Schülerinnen und Schüler können auch Fragen stellen. Hast du das versucht?

Das haben wir ausprobiert. Für die Schülerinnen und Schüler war es aber schwierig, gute Fragen zu stellen. Abgesehen davon, ging es bei dieser Aktivität vor allem darum, gestellte Fragen zu beantworten.

Was für Fragen hast du den Schülern gestellt?

Ich stellte Fragen zu ihrem Alltag, ihrer Familie, ihren moralischen Vorstellungen und so weiter. Die meisten Fragen waren offen formuliert, damit die Schülerinnen und Schüler diese aus möglichst unterschiedlichen Perspektiven beantworten konnten.

Wie gross war der Zeitaufwand für die Vorbereitung?

Es war gar nicht so einfach, den Text sinnvoll zu zerlegen und zu jedem Teil sinnvolle Fragen zu stellen, ohne sich zu wiederholen. Am Schluss kamen mehrere hundert Fragen zusammen.

Eigentlich hatte ich gar nicht beabsichtigt, den ganzen Text auf diese Wiese zu lesen. Zuerst dachte ich, dass wir es bei 3-4 Kapiteln belassen würden. Aber die Schülerinnen und Schüler waren mit so grosser Begeisterung dabei und übten auch entsprechenden „Druck“ aus, dass ich mich entschied, mit der Aktivität fortzufahren. So kam es, dass die Antworten der Schülerinnen und Schüler aus den früheren Kapiteln auch einen Einfluss auf die späteren Fragen hatten.

Wie sah eine typische Lektion aus?

Die Schüler sassen vor ihren mobilen Computern und lasen und schrieben. Immer wieder huschte ein Lächeln über das Gesicht einer Schülerin oder eine Schüler, wenn sie einen Kommentar lasen, den sie nachvollziehen konnten. Manchmal schwappte eine Welle der Aufregung durch den ganzen Raum, wenn jemand einen Kommentar geschrieben hatte, der die Gefühle der anderen gut ausdrückte.

Planst du weitere solche Aktivitäten?

Ja, in meinen Augen hat diese Art von sozialem Lesen im traditionellen Unterricht viel Potential und lohnt sich aus verschiedenen Gründen.

Was würdest du ein anderes Mal ändern?

Was ich gerne von meinen Schüler sehen würde, dass sie vermehrt auch auf die Kommentare der anderen eingehen und damit den Austausch verstärken. Und ich würde die Schüler gerne dazu ermuntern, selbst mehr Fragen zu stellen – und dies nicht nur, um meine eigene Arbeitsbelastung zu verringern.

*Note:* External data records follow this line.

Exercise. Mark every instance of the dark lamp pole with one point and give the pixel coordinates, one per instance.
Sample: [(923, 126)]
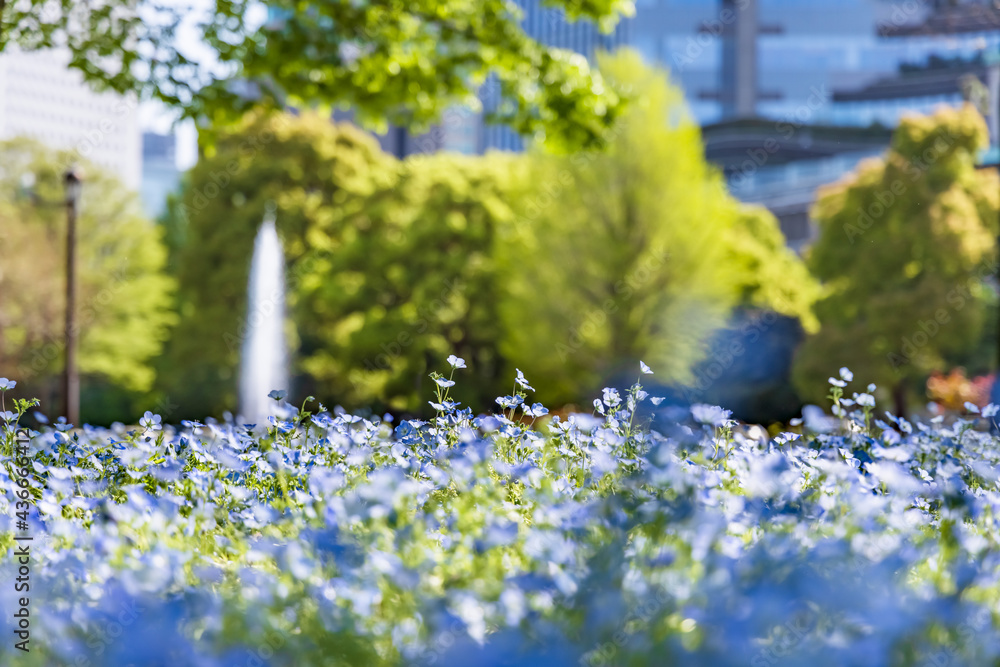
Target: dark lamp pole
[(71, 377)]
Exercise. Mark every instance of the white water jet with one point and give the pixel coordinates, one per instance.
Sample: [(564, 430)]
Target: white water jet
[(264, 360)]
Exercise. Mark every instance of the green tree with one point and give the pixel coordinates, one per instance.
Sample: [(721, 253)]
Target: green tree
[(904, 244), (324, 179), (635, 252), (416, 283), (401, 62), (124, 297), (389, 264)]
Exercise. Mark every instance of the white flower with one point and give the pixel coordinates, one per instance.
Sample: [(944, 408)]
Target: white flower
[(865, 400)]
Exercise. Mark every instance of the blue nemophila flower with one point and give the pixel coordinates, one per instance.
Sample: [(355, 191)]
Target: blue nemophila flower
[(865, 400), (150, 422), (522, 381), (536, 410), (509, 401), (711, 415), (611, 397), (282, 425)]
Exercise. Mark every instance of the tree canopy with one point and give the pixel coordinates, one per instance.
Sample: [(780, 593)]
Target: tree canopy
[(389, 61), (905, 243), (636, 251)]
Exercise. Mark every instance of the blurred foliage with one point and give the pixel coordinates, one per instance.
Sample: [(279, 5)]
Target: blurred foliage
[(500, 259), (413, 281), (323, 178), (389, 264), (636, 252), (123, 299), (954, 390), (403, 63), (904, 246)]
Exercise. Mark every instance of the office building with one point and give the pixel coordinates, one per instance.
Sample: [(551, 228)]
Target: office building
[(41, 98)]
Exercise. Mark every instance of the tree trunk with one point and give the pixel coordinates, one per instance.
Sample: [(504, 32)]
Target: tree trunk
[(899, 398)]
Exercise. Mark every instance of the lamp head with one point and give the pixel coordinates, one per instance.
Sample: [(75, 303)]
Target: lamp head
[(73, 181)]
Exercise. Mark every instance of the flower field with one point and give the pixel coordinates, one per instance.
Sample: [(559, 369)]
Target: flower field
[(513, 539)]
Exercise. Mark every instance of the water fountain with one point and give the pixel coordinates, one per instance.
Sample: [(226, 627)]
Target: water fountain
[(264, 359)]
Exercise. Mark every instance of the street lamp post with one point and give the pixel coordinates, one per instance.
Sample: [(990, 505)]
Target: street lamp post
[(71, 377)]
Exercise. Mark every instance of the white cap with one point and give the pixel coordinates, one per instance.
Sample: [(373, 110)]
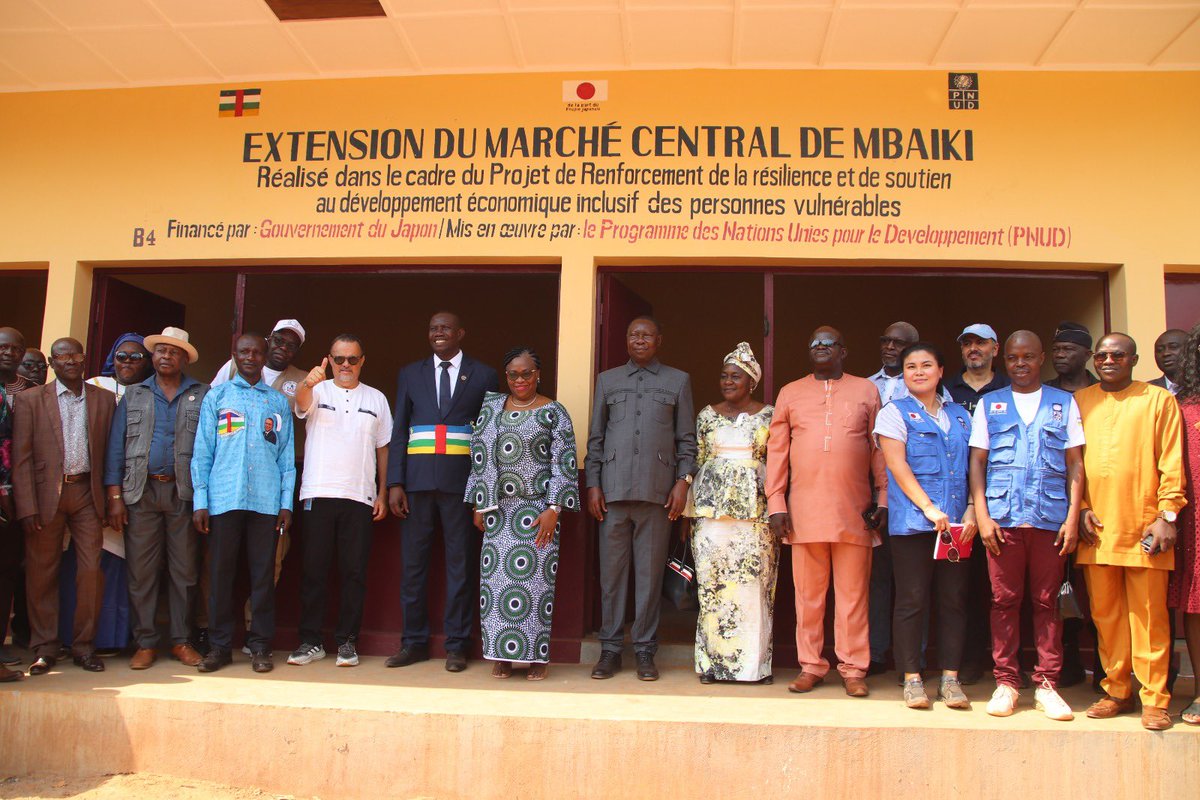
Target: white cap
[(981, 330), (289, 325)]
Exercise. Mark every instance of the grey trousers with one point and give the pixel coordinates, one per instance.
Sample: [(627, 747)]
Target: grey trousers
[(633, 534), (161, 528)]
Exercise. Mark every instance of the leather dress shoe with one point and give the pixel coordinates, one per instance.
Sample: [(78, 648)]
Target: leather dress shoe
[(42, 665), (1155, 719), (646, 668), (407, 655), (1109, 707), (186, 655), (90, 662), (805, 683), (144, 659), (215, 660), (607, 666)]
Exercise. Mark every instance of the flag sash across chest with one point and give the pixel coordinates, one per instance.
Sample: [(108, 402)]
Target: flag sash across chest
[(439, 439)]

Ein Blick auf das Plugin und die Diskussion

Regeln zur Aktivität

Mit meinem Beiträgen zeige ich, dass ich den Inhalt gelesen und über meine eigenen Erfahrungen nachgedacht haben.

Wir kommentieren so, dass wir die Privatsphäre von uns und anderen nicht verletzen.

In unserem Kommentaren sind wir freundlich und hilfreich.

Zu einem bestimmten Thema dürfen wir unterschiedliche Ansichten und Meinungen haben.

Beispiele von Antworten der Schülerinnen und Schüler

Funktionen des Plugins

Die Schülerinnen und Schüler können Kommentare oder Fragen schreiben. Sie können Kommentare gegenseitig kommentieren oder bewerten (liken).

Falls nötig kann die Lehrperson alle Beiträge ändern oder löschen.

Da die Aktivität in Moodle eingebettet ist, stehen die entsprechenden Gruppenfunktionen zu Verfügung. Die Aktivität kann also nur einer bestimmten Gruppe von Personen zugänglich gemacht werden.